Re: Add a mountlist iterator

To: Taylor R Campbell <campbell+netbsd-tech-kern%mumble.net@localhost>
Subject: Re: Add a mountlist iterator
From: "J. Hannken-Illjes" <hannken%eis.cs.tu-bs.de@localhost>
Date: Sun, 2 Apr 2017 16:48:49 +0200

> On 2. Apr 2017, at 16:34, Taylor R Campbell <campbell+netbsd-tech-kern%mumble.net@localhost> wrote:
> 
>> Date: Sun, 2 Apr 2017 11:09:49 +0200
>> From: "J. Hannken-Illjes" <hannken%eis.cs.tu-bs.de@localhost>
>> 
>>> On 1. Apr 2017, at 23:03, Taylor R Campbell <campbell+netbsd-tech-kern%mumble.net@localhost> wrote:
>>> 
>>> Any particular reason to use a pointer-to-opaque-pointer here instead
>>> of a caller-allocated struct mountlist_iterator object?
>> 
>> Just to make it opaque to the caller.  I see no reason to make the
>> mountlist internals part of the kernel API and expose them down to
>> the file system implementations.
> 
> The caller-allocated struct mountlist_iterator could be made to
> contain just a single pointer as the current API uses.
> 
> *shrug* Not a big deal either way.
> 
>> As _mountlist_next() exists for DDB only (no locks, no allocs) I see
>> no problems here.
> 
> One might be concerned in ddb with having to chase many pointers in a
> possibly corrupt kernel memory state, so there is some small advantage
> to avoiding list traversal.

Not from the DDB prompt but from operations like "printlockedvnodes()"
or "fstrans_dump()".  If the mountlist is corrupt you're lost.

> 
>>                   Embedding the mountlist_entry in "struct mount"
>> forces us to use a "struct mount" as a marker and this struct
>> has a size of ~2.5 kBytes.
> 
> By `embed' I didn't mean that the marker has to be a whole struct
> mount.  Rather, something more like:
> 
> 	struct mountlist_entry {
> 		TAILQ_ENTRY(mountlist_entry)		mle_tqe;
> 		enum { MNTENT_MARKER, MNTENT_MOUNT }	mle_tag;
> 	};
> 
> 	struct mount {
> 		...
> 		struct mountlist_entry mnt_entry;
> 		...
> 	};
> 
> 	TAILQ_HEAD(, mountlist_entry) mount_list;
> 
> To recover the struct mount from a struct mountlist_entry that is
> tagged as a mount, simply do
> 
> 	struct mountlist_entry *mle = ...;
> 	struct mount *mp = container_of(mle, struct mount, mnt_entry);

Any reason you want "mle_tqe" and "mle_tag" public?

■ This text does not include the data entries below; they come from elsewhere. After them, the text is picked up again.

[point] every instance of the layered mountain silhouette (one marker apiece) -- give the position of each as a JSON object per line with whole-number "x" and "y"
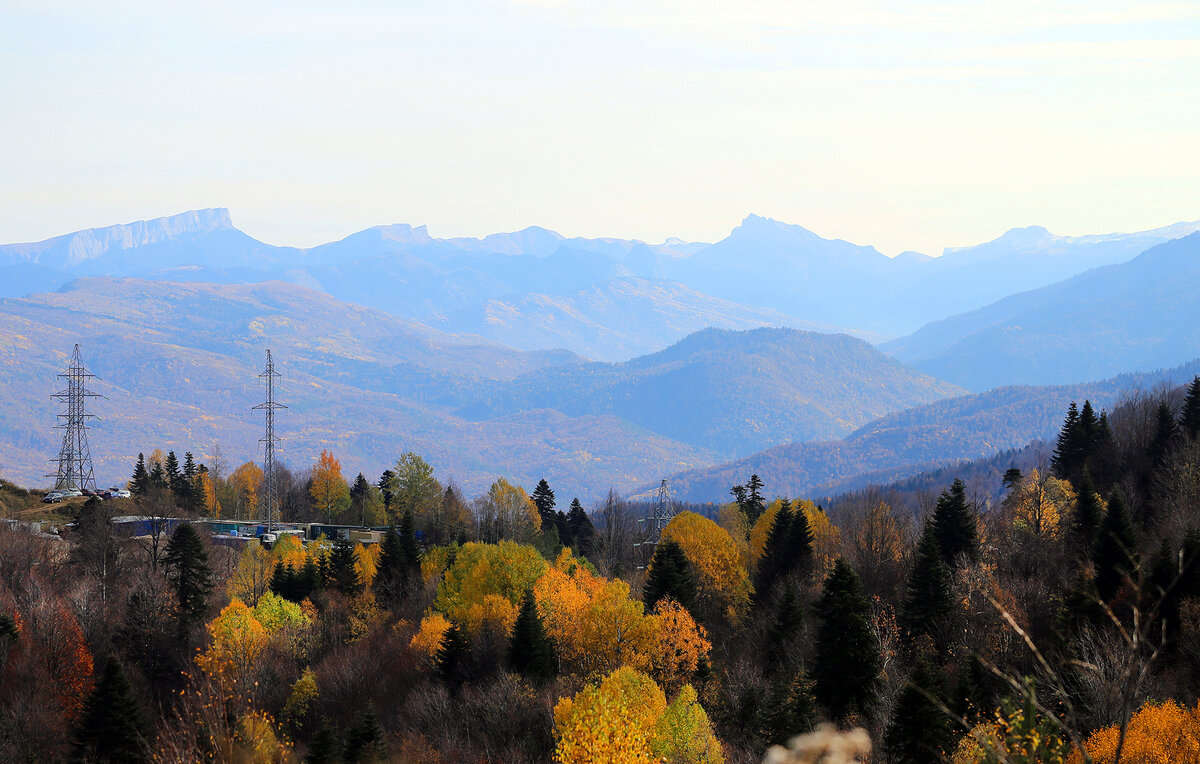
{"x": 606, "y": 299}
{"x": 179, "y": 364}
{"x": 1141, "y": 314}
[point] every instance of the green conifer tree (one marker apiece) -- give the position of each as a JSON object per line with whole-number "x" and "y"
{"x": 189, "y": 573}
{"x": 919, "y": 729}
{"x": 531, "y": 651}
{"x": 141, "y": 481}
{"x": 1115, "y": 553}
{"x": 670, "y": 576}
{"x": 954, "y": 525}
{"x": 777, "y": 553}
{"x": 111, "y": 727}
{"x": 784, "y": 631}
{"x": 846, "y": 662}
{"x": 1189, "y": 417}
{"x": 582, "y": 530}
{"x": 929, "y": 596}
{"x": 364, "y": 739}
{"x": 453, "y": 657}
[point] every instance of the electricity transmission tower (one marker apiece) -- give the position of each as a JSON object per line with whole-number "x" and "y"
{"x": 661, "y": 512}
{"x": 270, "y": 489}
{"x": 75, "y": 455}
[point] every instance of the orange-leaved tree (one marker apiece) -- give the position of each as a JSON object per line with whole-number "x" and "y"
{"x": 330, "y": 494}
{"x": 723, "y": 583}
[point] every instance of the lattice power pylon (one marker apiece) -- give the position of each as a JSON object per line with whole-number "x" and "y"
{"x": 75, "y": 455}
{"x": 661, "y": 512}
{"x": 270, "y": 489}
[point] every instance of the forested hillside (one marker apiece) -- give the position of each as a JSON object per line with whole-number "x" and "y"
{"x": 522, "y": 627}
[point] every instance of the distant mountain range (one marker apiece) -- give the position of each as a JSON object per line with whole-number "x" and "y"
{"x": 909, "y": 443}
{"x": 179, "y": 364}
{"x": 1140, "y": 314}
{"x": 606, "y": 299}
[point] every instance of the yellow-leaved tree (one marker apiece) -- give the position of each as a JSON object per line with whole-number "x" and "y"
{"x": 330, "y": 494}
{"x": 593, "y": 621}
{"x": 502, "y": 571}
{"x": 625, "y": 719}
{"x": 723, "y": 583}
{"x": 245, "y": 482}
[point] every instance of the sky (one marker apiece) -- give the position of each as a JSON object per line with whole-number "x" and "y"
{"x": 901, "y": 125}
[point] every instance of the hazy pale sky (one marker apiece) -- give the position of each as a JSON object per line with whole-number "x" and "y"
{"x": 904, "y": 125}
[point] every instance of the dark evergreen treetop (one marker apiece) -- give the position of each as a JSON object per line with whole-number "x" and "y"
{"x": 929, "y": 596}
{"x": 187, "y": 570}
{"x": 954, "y": 525}
{"x": 1115, "y": 554}
{"x": 141, "y": 481}
{"x": 531, "y": 650}
{"x": 544, "y": 499}
{"x": 919, "y": 729}
{"x": 582, "y": 530}
{"x": 1189, "y": 417}
{"x": 111, "y": 727}
{"x": 775, "y": 557}
{"x": 670, "y": 576}
{"x": 846, "y": 662}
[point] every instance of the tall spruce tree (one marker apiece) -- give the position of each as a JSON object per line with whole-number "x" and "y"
{"x": 846, "y": 662}
{"x": 775, "y": 560}
{"x": 919, "y": 729}
{"x": 189, "y": 573}
{"x": 391, "y": 569}
{"x": 453, "y": 659}
{"x": 1115, "y": 553}
{"x": 670, "y": 576}
{"x": 141, "y": 481}
{"x": 1189, "y": 417}
{"x": 582, "y": 530}
{"x": 954, "y": 525}
{"x": 111, "y": 727}
{"x": 531, "y": 651}
{"x": 1087, "y": 511}
{"x": 544, "y": 499}
{"x": 786, "y": 626}
{"x": 929, "y": 596}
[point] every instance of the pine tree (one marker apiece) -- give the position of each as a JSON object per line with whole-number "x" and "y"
{"x": 1115, "y": 553}
{"x": 918, "y": 731}
{"x": 789, "y": 709}
{"x": 929, "y": 597}
{"x": 189, "y": 573}
{"x": 387, "y": 485}
{"x": 531, "y": 651}
{"x": 1165, "y": 432}
{"x": 1066, "y": 453}
{"x": 544, "y": 499}
{"x": 786, "y": 626}
{"x": 364, "y": 740}
{"x": 755, "y": 504}
{"x": 1189, "y": 417}
{"x": 111, "y": 727}
{"x": 453, "y": 657}
{"x": 391, "y": 569}
{"x": 283, "y": 582}
{"x": 799, "y": 545}
{"x": 1089, "y": 513}
{"x": 343, "y": 572}
{"x": 582, "y": 530}
{"x": 670, "y": 576}
{"x": 954, "y": 525}
{"x": 846, "y": 662}
{"x": 775, "y": 557}
{"x": 411, "y": 549}
{"x": 141, "y": 480}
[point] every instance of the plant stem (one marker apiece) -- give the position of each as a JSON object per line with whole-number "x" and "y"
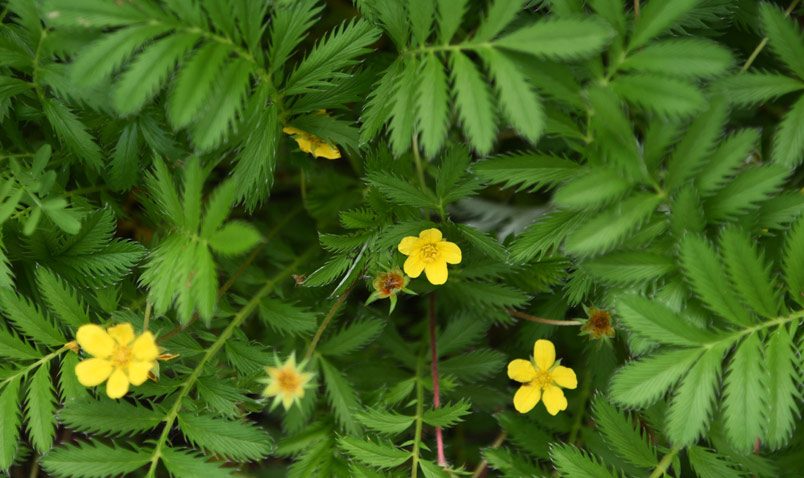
{"x": 417, "y": 435}
{"x": 764, "y": 42}
{"x": 237, "y": 321}
{"x": 522, "y": 315}
{"x": 665, "y": 463}
{"x": 442, "y": 460}
{"x": 330, "y": 315}
{"x": 481, "y": 467}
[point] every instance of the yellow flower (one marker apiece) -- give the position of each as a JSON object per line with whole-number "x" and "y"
{"x": 429, "y": 253}
{"x": 310, "y": 143}
{"x": 541, "y": 378}
{"x": 117, "y": 355}
{"x": 286, "y": 382}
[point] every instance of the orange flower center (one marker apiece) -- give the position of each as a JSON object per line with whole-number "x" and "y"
{"x": 121, "y": 356}
{"x": 542, "y": 379}
{"x": 288, "y": 380}
{"x": 428, "y": 252}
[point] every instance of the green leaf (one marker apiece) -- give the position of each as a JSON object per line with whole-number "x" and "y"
{"x": 657, "y": 17}
{"x": 683, "y": 58}
{"x": 234, "y": 238}
{"x": 726, "y": 159}
{"x": 40, "y": 407}
{"x": 401, "y": 192}
{"x": 341, "y": 396}
{"x": 657, "y": 322}
{"x": 559, "y": 38}
{"x": 794, "y": 261}
{"x": 93, "y": 459}
{"x": 571, "y": 461}
{"x": 234, "y": 439}
{"x": 61, "y": 298}
{"x": 784, "y": 37}
{"x": 744, "y": 395}
{"x": 104, "y": 417}
{"x": 9, "y": 423}
{"x": 353, "y": 337}
{"x": 447, "y": 415}
{"x": 147, "y": 73}
{"x": 781, "y": 390}
{"x": 709, "y": 281}
{"x": 750, "y": 273}
{"x": 379, "y": 455}
{"x": 750, "y": 88}
{"x": 432, "y": 105}
{"x": 592, "y": 189}
{"x": 390, "y": 423}
{"x": 788, "y": 142}
{"x": 612, "y": 226}
{"x": 627, "y": 440}
{"x": 194, "y": 83}
{"x": 691, "y": 408}
{"x": 181, "y": 462}
{"x": 529, "y": 171}
{"x": 473, "y": 100}
{"x": 520, "y": 103}
{"x": 746, "y": 192}
{"x": 640, "y": 383}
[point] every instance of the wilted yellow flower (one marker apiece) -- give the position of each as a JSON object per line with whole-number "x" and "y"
{"x": 117, "y": 355}
{"x": 286, "y": 382}
{"x": 310, "y": 143}
{"x": 429, "y": 253}
{"x": 541, "y": 378}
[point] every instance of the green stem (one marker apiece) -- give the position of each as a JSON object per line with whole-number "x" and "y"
{"x": 665, "y": 463}
{"x": 237, "y": 321}
{"x": 417, "y": 436}
{"x": 764, "y": 42}
{"x": 24, "y": 371}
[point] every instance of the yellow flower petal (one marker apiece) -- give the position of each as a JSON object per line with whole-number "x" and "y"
{"x": 138, "y": 371}
{"x": 326, "y": 150}
{"x": 430, "y": 235}
{"x": 554, "y": 399}
{"x": 413, "y": 266}
{"x": 526, "y": 398}
{"x": 544, "y": 353}
{"x": 94, "y": 371}
{"x": 304, "y": 142}
{"x": 564, "y": 377}
{"x": 436, "y": 272}
{"x": 95, "y": 341}
{"x": 144, "y": 348}
{"x": 123, "y": 334}
{"x": 408, "y": 244}
{"x": 450, "y": 252}
{"x": 117, "y": 386}
{"x": 521, "y": 371}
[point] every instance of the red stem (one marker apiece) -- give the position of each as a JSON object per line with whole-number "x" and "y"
{"x": 442, "y": 460}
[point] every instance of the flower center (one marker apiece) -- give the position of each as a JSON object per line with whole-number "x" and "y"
{"x": 428, "y": 252}
{"x": 542, "y": 379}
{"x": 121, "y": 356}
{"x": 288, "y": 381}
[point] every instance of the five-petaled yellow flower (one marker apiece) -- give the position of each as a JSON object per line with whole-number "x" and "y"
{"x": 286, "y": 382}
{"x": 117, "y": 355}
{"x": 429, "y": 253}
{"x": 310, "y": 143}
{"x": 541, "y": 378}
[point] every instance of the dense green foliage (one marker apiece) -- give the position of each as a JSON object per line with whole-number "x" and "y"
{"x": 637, "y": 159}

>>> Candidate for cacheline-aligned struct?  Why do we need a new lock
>>> mount_list_lock for this instead of using the existing mountlist_lock?
>> 
>> For the transition it is better to use a separate lock.  After the
>> transition "mountlist_lock" gets removed.
> 
> OK, fair enough.  Can you add a comment over the declaration stating
> that plan?
> 
>>> Beware: TAILQ_PREV (and TAILQ_LAST) violates strict aliasing rules, so
>>> we should probably try to phase it out rather than add new users.
>>> Maybe we should add a new kind of queue(3) that doesn't violate strict
>>> aliasing but supports *_PREV and *_LAST.
>>> 
>>> All that said, it is not clear to me why you need reverse iteration
>>> here.  None of your patches seem to use it.  Are you planning to use
>>> it for some future purpose?
>> 
>> Historical the mountlist gets traversed in mount order.  Some syscalls
>> return in this order so it should be kept.
>> 
>> Unmounting all file system on shutdown has to be done in reverse mount
>> order so here (vfs_unmount_forceone / vfs_unmountall1) we need it.
> 
> I see -- your patch just hasn't addressed those yet.  Maybe Someone^TM
> should just write a replacement for TAILQ so we can use it here now.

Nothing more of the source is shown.